Immigration is to a certain extent a red herring when it comes to concerns about the UK in the short, medium and long-term after Brexit. The idea that UK immigration numbers will collapse is simply wrong. In a worst-case scenario, the only change will see those from EU states treated like the rest of the world when it comes to UK immigration. As a consequence, the UK population will still continue to grow as will demand for private rental properties.
Sellers holding firm
Against a backdrop of currency weakness, encouraging overseas investment, a resilient economy and growing population, many property sellers are holding firm on their prices. While London is obviously a very different market, having risen far faster than the rest of the UK in years gone by, outside of London we have yet to see any real weakness. When you also factor in the extremely negative media headlines regarding Brexit, and the so-called threat of a no deal Brexit, this puts the performance of the housing market in an even more favourable light.
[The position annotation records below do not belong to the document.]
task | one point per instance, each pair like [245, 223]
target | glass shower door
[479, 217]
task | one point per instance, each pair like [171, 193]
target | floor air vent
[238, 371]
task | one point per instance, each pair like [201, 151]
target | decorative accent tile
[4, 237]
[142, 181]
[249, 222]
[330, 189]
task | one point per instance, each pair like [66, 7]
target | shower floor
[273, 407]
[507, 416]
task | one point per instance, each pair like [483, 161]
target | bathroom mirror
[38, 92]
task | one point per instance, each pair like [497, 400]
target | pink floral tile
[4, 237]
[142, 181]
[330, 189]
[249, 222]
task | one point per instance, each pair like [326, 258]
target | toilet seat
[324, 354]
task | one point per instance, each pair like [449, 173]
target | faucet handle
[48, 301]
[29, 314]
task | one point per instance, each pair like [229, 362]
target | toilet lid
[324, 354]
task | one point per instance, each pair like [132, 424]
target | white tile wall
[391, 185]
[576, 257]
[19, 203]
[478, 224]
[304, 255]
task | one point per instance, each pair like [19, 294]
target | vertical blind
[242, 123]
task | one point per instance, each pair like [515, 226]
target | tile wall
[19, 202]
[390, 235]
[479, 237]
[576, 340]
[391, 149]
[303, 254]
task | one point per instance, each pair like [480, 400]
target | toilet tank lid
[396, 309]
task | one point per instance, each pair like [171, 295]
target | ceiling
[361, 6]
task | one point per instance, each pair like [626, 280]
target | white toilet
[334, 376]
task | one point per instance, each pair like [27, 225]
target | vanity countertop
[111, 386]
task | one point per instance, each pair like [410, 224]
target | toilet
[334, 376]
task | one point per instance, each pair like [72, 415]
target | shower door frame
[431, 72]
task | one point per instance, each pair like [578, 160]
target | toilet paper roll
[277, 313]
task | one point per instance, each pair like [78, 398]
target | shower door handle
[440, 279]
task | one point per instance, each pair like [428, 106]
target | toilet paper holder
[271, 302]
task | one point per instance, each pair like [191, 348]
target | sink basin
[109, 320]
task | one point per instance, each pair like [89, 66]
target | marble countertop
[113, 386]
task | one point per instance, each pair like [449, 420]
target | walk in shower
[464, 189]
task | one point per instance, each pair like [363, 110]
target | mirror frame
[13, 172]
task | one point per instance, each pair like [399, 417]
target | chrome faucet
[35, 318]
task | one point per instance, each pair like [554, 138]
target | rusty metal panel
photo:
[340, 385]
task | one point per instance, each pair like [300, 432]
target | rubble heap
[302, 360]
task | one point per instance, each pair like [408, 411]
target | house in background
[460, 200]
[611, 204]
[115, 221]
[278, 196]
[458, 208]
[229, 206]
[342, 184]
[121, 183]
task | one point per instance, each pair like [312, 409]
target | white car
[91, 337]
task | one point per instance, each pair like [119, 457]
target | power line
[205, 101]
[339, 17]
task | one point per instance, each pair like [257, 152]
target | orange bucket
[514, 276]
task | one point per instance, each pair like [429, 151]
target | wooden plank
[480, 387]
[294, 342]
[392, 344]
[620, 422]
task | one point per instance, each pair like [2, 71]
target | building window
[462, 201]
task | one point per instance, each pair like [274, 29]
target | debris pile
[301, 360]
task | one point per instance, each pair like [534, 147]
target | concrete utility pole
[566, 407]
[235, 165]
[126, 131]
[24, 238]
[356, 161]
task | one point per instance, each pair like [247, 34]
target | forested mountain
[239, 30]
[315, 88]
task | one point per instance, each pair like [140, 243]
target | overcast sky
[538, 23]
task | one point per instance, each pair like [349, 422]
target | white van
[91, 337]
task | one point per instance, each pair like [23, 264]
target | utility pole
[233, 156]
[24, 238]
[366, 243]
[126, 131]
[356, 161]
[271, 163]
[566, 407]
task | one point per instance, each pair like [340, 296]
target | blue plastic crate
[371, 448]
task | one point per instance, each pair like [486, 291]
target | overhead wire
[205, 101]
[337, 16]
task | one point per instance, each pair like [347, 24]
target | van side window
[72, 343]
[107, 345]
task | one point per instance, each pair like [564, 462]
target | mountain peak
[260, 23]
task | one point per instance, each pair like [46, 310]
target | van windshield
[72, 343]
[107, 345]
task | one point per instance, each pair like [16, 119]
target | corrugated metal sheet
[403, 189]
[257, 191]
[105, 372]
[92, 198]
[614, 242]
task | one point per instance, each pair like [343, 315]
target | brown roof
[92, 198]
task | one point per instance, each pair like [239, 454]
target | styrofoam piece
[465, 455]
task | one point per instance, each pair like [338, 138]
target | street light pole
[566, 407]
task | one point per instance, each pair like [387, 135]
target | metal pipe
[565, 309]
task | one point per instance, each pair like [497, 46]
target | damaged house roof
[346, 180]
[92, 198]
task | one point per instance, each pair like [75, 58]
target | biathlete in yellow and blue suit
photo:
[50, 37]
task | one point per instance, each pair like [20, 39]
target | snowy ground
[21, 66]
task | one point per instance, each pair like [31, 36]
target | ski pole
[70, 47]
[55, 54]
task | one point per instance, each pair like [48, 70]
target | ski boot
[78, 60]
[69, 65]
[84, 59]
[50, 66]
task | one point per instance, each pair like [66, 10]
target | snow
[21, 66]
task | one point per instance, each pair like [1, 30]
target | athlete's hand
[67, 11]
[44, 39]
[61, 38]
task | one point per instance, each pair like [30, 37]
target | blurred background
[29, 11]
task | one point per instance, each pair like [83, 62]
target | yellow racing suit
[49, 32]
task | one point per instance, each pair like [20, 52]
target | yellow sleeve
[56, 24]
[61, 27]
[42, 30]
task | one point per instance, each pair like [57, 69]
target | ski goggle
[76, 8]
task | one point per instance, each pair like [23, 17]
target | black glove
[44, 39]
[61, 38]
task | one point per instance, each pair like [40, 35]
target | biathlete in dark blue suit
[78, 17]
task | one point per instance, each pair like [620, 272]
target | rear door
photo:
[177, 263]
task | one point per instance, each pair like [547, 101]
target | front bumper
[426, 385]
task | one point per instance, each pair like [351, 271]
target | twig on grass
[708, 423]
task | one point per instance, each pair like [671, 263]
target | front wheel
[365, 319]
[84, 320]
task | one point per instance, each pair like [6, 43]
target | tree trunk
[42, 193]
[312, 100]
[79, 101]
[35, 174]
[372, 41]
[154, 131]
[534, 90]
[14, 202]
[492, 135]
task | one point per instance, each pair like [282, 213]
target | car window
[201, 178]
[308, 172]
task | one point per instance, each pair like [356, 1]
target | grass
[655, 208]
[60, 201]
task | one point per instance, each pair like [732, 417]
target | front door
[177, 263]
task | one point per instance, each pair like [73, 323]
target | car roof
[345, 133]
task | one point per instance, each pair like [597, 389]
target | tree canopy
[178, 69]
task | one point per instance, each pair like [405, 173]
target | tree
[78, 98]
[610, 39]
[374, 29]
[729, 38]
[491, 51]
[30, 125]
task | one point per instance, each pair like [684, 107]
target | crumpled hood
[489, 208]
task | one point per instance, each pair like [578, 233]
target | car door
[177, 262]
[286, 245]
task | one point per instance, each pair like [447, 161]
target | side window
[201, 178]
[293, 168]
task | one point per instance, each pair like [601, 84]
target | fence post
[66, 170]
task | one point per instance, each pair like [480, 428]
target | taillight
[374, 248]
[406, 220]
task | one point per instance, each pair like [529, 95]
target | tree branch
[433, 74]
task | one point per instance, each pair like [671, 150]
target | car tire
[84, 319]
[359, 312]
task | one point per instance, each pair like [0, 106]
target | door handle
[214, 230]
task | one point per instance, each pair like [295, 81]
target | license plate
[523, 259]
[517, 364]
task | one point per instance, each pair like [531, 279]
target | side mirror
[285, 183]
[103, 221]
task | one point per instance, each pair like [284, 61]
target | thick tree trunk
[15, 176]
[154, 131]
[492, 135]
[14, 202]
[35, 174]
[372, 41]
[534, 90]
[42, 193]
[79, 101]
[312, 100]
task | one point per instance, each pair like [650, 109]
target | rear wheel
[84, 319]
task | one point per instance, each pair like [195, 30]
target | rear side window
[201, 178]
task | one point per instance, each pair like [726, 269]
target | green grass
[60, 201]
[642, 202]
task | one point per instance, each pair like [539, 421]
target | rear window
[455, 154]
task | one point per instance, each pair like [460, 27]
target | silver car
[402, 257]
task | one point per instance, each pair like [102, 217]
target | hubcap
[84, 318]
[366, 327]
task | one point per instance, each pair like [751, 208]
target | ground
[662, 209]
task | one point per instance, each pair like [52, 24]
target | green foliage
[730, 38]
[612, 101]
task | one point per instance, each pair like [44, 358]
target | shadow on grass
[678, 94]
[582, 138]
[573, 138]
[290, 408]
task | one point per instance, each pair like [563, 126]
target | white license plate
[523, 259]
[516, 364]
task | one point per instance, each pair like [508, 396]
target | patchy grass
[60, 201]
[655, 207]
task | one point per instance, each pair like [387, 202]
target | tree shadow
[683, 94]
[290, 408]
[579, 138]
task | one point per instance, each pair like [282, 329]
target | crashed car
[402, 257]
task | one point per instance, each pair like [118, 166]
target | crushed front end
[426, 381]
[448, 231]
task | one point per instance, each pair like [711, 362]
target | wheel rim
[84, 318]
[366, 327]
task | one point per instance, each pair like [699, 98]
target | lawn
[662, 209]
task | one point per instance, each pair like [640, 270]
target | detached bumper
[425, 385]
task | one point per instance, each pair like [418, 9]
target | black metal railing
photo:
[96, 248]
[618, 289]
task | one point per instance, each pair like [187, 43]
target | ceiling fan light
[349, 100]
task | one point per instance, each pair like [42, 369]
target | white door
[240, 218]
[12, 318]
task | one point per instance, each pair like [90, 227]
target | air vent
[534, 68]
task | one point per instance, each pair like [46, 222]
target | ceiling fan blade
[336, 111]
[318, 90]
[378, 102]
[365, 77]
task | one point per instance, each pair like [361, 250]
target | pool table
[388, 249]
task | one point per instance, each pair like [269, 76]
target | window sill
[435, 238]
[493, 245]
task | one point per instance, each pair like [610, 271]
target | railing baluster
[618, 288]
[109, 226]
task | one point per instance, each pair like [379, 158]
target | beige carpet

Amidst the doom and gloom of Brexit, forecasts of a crash in the UK economy and housing market, let’s not forget that the UK was never really an integral part of the European Union. Successive governments, and the electorate, have refused to adopt the euro meaning the UK is in a very different situation to its current EU counterparts. As a consequence, while there may be some short to medium term disruption in the event of a no deal Brexit many long-term property investment strategies have so far emerged relatively unscathed.
Month after month the headlines suggest that outside of London the UK housing market remains extremely resilient. While the press will obviously make hay while the sun shines with regards to the reduction in London property prices, this does not really reflect the UK as a whole. It would be foolish to suggest there are no challenges regarding Brexit but so far UK consumers, businesses and investors remain relatively positive in the longer term.